Lixiang Education Holding Co. Ltd. (Nasdaq: LXEH) lifted off in New York public trading today and tanked 19% by Thursday afternoon, to $7.50 per share.
First anticipated to go public on Wednesday along with three other Chinese companies, Lixiang made its debut on the first day of October, raising $31 million.
The pricing, at $9.25 per American depositary share, was within the marketed range of $9 to $11.
AMTD Global Markets and Loop Capital Markets were the joint bookrunners on the deal.
Founded in 2001, Lixiang was among the top ten private school operators in Zhejiang Province in terms of student enrollments for the 2019-2020 school year, according to Frost & Sullivan research cited in its prospectus.

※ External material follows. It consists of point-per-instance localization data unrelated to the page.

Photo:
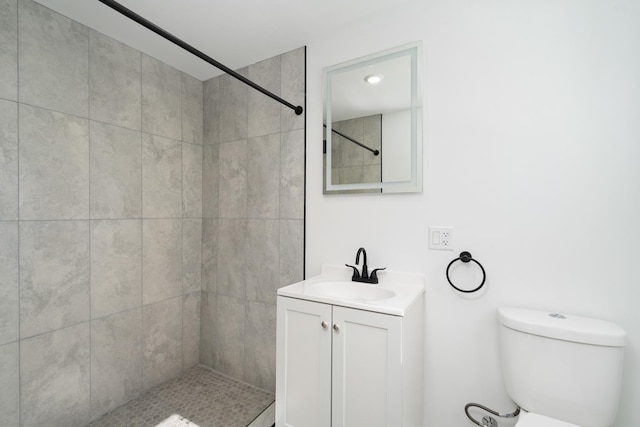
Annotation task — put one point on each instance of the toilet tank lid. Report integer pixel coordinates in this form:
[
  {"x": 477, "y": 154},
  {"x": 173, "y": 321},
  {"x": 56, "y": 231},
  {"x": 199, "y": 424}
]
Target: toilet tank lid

As of September 2019, Lixiang reported 4,558 students enrolled and 322 teachers. It said revenues in 2019 grew 6.7% year-over-year to $21.9 million. Net income last year soared 72.3% to $6.8 million. In the first half of 2020, revenues were $12.3 million, a 3.1% increase from the same period a year ago. Net income dropped 24.9% year-over-year to $3.8 million, according to the filing.
Lixiang said it intends to use the proceeds from its offering to attract more students and teachers, build new campuses and upgrade facilities. It also considers potential acquisitions.
As it shifted into red territory, Lixiang Education joined in the losses of the other newly-listed Chinese companies.
Boqii Holding Ltd. (NYSE: BQ), a pet products retailer, ended its debut day at $7.20 per share – below the issuance price of $10 – and on Thursday tanked an additional 14% intraday to $6.17 per share. Its IPO was worth $70 million.
Yalla Group Ltd. (NYSE: YALA), a Chinese-owned voice-chat platform operating in the Middle East and North Africa (MENA), priced at $7.50 per share and closed at $7 on Day One. On Day Two, YALA stock sank an additional 7% by the afternoon, to $6.50 per share. It raised $139.50 million.
Chindata Group Holdings Ltd. (Nasdaq: CD) escaped the fate of its peers on Day One, closing a whopping 20% higher on debut day. The Bain-backed data center operator raised $540 million for shares priced at $13.50 apiece. On Thursday, however, CD shares fell back on sell-off, trading at $14.74 per ADS, down 9%.